Connectivity, open banking and virtual accounts
Afternoon sessions commenced with Alexander Hänsel, Solution Engineer for Kyriba focusing on international connectivity for payment transactions via networks. It’s an area in which the group has a commanding presence as the world’s biggest bank connectivity service and one that also has most extensive format library, with more than 49,000 payment format scenarios.
Hänsel commented that a broad variety of connectivity options is crucial within global payments management and described the Electronic Banking Internet Communication Standard, aka EBICS, as “the holy grail” and global standard for bank connectivity, yet one that is far from widely established. Kyriba’s goal is a “heterogeneous systems landscape”, which is supports through data exchange with its customers source systems.
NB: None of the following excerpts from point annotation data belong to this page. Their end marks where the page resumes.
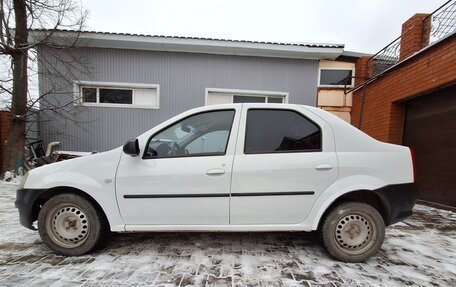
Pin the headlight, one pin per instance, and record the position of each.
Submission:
(23, 180)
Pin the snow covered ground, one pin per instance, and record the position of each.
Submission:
(420, 252)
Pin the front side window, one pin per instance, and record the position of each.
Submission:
(270, 131)
(336, 77)
(201, 134)
(142, 97)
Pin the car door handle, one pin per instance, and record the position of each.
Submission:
(215, 171)
(324, 167)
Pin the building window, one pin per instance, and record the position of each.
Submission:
(118, 95)
(336, 77)
(271, 131)
(228, 96)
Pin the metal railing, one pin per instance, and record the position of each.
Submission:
(442, 23)
(385, 58)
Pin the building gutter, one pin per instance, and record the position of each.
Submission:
(416, 54)
(190, 45)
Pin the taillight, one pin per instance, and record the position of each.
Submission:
(412, 152)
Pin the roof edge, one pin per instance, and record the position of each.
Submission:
(188, 44)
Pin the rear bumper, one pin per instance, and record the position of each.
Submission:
(25, 200)
(399, 199)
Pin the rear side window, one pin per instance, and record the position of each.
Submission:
(270, 131)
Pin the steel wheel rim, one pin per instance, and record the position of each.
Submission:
(355, 233)
(68, 225)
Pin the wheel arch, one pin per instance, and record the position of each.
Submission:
(51, 192)
(370, 197)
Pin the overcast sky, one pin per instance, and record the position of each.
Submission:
(362, 25)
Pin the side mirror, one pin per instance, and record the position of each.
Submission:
(131, 147)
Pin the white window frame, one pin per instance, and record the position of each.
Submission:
(78, 85)
(336, 86)
(249, 93)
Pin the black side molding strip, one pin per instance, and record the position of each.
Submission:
(176, 195)
(273, 193)
(218, 194)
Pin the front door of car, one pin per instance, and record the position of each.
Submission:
(284, 159)
(183, 173)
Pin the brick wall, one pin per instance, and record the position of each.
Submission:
(383, 112)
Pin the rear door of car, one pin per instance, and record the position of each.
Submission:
(285, 157)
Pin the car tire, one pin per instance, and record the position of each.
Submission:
(70, 225)
(353, 232)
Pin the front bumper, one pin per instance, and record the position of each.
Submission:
(399, 200)
(25, 202)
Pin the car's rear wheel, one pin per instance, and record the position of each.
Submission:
(353, 232)
(70, 225)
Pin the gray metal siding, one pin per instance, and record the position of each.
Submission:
(183, 78)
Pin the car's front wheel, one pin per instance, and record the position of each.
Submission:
(353, 232)
(70, 225)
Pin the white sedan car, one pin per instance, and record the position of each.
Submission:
(238, 167)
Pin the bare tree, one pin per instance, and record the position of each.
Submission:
(18, 48)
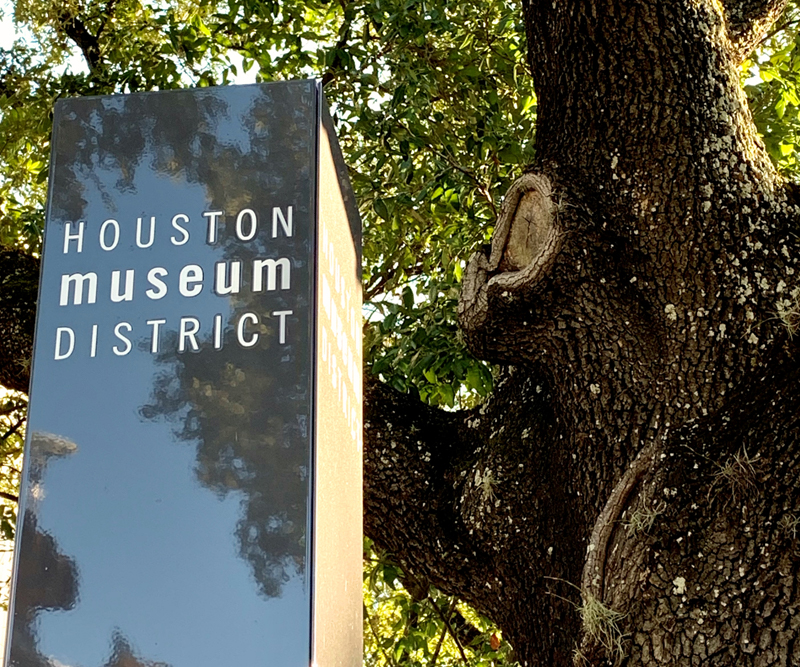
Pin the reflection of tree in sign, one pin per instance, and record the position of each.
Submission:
(247, 409)
(48, 580)
(122, 655)
(251, 441)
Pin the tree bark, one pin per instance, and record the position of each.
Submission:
(628, 494)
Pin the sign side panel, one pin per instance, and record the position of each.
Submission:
(338, 624)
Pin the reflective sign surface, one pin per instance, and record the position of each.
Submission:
(166, 507)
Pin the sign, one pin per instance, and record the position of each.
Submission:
(192, 488)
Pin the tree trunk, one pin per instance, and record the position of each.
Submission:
(628, 495)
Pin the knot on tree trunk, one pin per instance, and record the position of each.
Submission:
(525, 241)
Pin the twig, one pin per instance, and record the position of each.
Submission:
(387, 657)
(449, 627)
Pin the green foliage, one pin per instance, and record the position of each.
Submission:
(772, 84)
(13, 408)
(435, 114)
(423, 627)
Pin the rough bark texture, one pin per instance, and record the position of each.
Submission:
(629, 494)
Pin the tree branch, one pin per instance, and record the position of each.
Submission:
(749, 22)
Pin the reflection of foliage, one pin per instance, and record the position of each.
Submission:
(123, 655)
(409, 623)
(13, 408)
(251, 439)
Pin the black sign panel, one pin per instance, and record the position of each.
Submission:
(170, 481)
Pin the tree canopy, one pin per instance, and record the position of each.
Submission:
(435, 108)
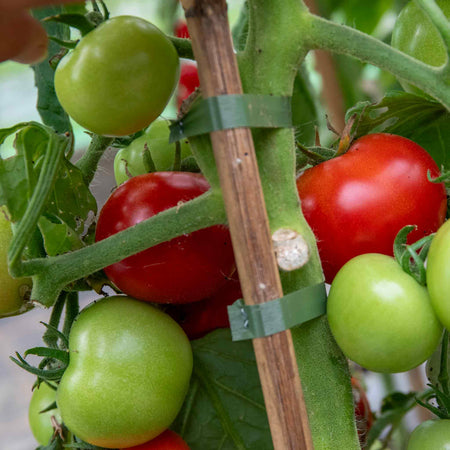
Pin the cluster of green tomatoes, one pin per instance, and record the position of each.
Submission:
(130, 361)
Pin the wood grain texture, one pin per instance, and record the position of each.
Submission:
(238, 171)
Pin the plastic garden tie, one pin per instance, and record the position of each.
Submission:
(233, 111)
(265, 319)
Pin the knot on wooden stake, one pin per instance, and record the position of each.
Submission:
(291, 249)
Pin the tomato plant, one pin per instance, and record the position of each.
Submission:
(168, 440)
(125, 61)
(430, 435)
(380, 316)
(358, 202)
(40, 422)
(427, 44)
(180, 29)
(47, 191)
(129, 161)
(189, 81)
(199, 318)
(438, 273)
(186, 269)
(363, 413)
(14, 291)
(129, 371)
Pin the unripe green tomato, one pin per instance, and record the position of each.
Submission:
(438, 274)
(40, 423)
(380, 316)
(13, 291)
(415, 35)
(129, 371)
(431, 435)
(119, 78)
(129, 161)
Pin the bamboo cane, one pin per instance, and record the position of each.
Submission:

In a dual topic presentation from Commerzbank, Katharina Berner focused on open banking while colleague Patrik Saal addressed virtual accounts – a term that is often used collectively for a diverse range. While there are many advantages for corporates in transferring from physical accounts to virtual ones there ae also several challenges, such as the variation in regulation from one country to another. Berner said that Commerzbank is keen to maximise the opportunities being released by open banking. It has already launched a number of services and more are planned.
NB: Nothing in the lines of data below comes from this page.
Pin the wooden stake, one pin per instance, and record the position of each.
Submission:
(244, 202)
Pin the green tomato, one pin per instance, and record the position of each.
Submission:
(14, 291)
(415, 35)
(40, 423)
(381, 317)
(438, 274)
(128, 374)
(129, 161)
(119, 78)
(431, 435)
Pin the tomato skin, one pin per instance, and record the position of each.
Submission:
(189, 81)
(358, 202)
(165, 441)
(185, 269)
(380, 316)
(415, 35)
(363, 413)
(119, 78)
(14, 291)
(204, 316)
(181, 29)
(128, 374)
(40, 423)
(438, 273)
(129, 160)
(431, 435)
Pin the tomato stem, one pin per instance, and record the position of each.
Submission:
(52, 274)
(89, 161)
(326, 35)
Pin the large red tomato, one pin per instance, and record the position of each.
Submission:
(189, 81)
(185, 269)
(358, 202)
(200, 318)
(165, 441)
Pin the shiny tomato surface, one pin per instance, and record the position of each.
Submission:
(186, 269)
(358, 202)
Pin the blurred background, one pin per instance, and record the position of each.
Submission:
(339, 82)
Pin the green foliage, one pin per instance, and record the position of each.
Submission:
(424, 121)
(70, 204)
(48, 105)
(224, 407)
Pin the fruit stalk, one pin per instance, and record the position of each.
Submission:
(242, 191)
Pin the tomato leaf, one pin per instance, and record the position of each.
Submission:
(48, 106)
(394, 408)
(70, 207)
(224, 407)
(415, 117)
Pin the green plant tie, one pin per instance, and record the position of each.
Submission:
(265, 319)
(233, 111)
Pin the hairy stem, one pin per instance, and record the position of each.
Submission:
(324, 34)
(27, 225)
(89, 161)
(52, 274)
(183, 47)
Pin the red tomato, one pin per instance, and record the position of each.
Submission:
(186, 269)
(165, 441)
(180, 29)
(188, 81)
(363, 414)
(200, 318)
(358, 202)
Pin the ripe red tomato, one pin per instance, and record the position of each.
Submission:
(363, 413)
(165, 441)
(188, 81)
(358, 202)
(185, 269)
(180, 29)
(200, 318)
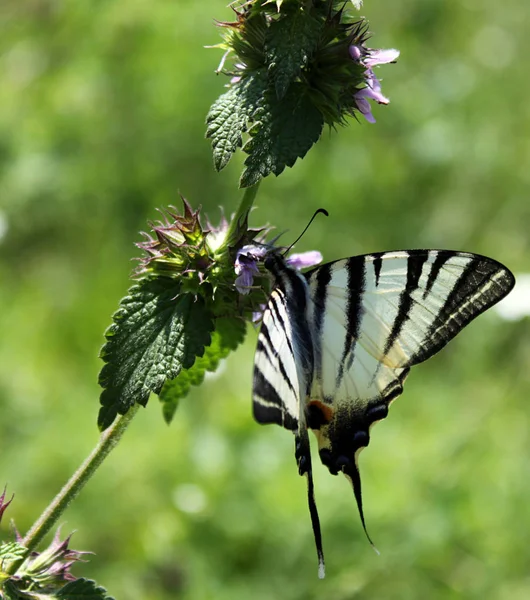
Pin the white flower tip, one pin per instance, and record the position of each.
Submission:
(305, 259)
(381, 57)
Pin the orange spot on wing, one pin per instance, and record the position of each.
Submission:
(327, 411)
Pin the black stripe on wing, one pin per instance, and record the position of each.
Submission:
(323, 277)
(482, 284)
(268, 406)
(354, 310)
(415, 264)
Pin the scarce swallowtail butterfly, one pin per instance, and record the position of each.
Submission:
(336, 344)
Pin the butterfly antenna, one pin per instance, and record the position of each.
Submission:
(303, 456)
(352, 473)
(319, 211)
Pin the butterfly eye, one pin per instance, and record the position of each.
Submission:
(343, 463)
(269, 262)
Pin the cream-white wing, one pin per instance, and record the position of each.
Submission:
(372, 318)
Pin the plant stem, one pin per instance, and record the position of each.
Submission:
(242, 211)
(107, 441)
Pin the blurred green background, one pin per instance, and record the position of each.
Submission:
(102, 108)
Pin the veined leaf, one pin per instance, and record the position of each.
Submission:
(229, 333)
(284, 131)
(11, 551)
(229, 116)
(290, 43)
(82, 589)
(156, 333)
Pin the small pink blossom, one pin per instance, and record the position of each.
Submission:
(370, 58)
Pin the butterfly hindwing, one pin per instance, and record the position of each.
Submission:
(337, 343)
(283, 371)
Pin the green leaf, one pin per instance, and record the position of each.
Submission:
(11, 551)
(284, 131)
(229, 333)
(156, 333)
(290, 43)
(83, 589)
(229, 116)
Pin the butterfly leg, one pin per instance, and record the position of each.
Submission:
(303, 459)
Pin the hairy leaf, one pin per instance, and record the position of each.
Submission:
(156, 333)
(82, 589)
(229, 116)
(284, 131)
(11, 551)
(229, 333)
(290, 43)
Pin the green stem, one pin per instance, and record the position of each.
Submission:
(107, 441)
(242, 212)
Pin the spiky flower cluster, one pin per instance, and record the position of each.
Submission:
(200, 258)
(332, 60)
(51, 567)
(40, 574)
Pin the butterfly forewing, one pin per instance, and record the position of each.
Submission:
(277, 385)
(372, 318)
(336, 345)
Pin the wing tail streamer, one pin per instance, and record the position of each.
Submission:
(303, 457)
(351, 471)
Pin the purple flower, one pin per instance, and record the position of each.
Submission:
(304, 259)
(246, 266)
(370, 58)
(247, 259)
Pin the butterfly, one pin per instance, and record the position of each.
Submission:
(337, 342)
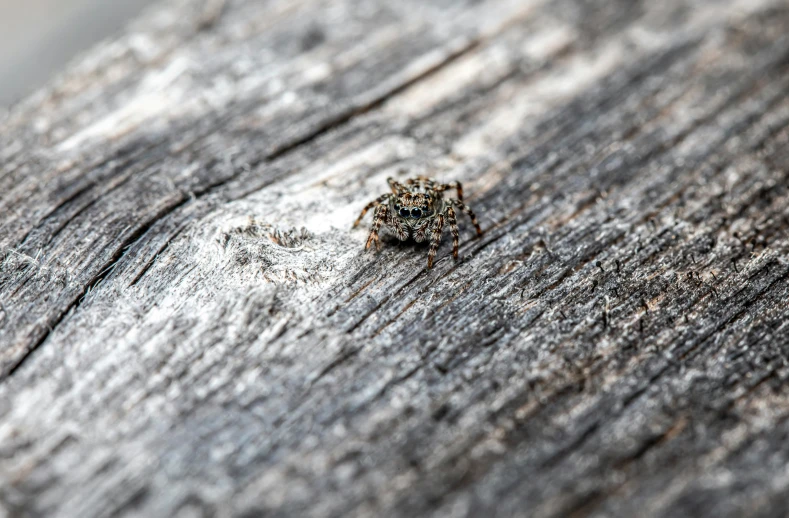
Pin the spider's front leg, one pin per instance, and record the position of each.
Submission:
(436, 239)
(465, 208)
(369, 206)
(449, 186)
(380, 216)
(397, 187)
(453, 227)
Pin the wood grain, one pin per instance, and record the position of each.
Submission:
(190, 327)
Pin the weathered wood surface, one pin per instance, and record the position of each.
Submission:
(190, 326)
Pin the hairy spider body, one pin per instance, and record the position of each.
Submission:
(418, 210)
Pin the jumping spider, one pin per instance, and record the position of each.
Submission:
(418, 209)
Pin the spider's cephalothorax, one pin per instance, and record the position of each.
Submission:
(417, 209)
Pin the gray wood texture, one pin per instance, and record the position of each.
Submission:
(189, 327)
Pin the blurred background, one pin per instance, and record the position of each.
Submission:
(39, 37)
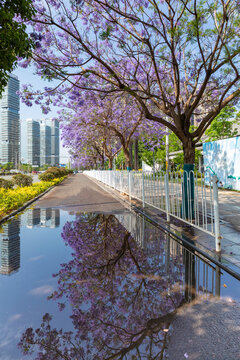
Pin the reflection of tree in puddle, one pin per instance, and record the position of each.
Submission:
(122, 299)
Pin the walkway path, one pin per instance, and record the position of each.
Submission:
(79, 193)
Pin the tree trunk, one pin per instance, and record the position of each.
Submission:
(189, 152)
(136, 154)
(102, 162)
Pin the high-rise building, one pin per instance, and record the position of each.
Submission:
(33, 142)
(10, 123)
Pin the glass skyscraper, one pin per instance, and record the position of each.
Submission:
(10, 123)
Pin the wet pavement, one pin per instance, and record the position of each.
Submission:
(107, 284)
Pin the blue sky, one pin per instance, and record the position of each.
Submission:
(26, 76)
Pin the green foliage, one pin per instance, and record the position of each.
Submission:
(22, 180)
(6, 184)
(222, 126)
(14, 41)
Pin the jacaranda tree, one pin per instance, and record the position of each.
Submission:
(14, 40)
(182, 56)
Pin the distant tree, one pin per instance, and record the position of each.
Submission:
(223, 125)
(14, 41)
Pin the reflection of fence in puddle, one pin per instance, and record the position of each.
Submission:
(10, 247)
(195, 276)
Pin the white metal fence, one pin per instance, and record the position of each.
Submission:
(183, 195)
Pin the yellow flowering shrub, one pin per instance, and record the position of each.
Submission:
(11, 199)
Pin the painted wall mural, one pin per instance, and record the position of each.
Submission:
(222, 158)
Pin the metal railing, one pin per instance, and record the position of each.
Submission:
(189, 196)
(197, 277)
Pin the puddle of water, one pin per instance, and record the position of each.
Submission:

ACTA Tech Day 2022 concluded with a session on cash management from Erich Stark, Head Of Corporate Treasury Solutions at PwC Austria. PwC is an organisation that regularly takes the pulse of corporate treasury through its surveys. The session was titled ‘Cash Management – What Else the Treasury Market Can Expect?’ and examined the “metamorphosis” of payment traffic in the digital age and the respective influences of regulators, banks and IT solution providers. Stark described instant and real-time payments as the enabler for treasury moving to a more strategic role in providing an accurate view of available cash across the organisation at any given moment. He also noted that improving cashflow forecasting had become the top priority for treasury even before the pandemic began yet it remains a major challenge for many companies.
The presentation concluded with the declaration that corporate treasury must fulfil its role to be both a business partner and a performance driver for both the CFO and the company. Treasury’s strategic importance is likely to be further emphasised in what promises to be a grim winter ahead in Europe, with the future course of energy costs – and the scope for hedging – still uncertain. Nonetheless, the mood in Linz was upbeat and the event will have done much to strengthen the profile of ACTA, an organisation that has made great strides since its formation less than five years ago.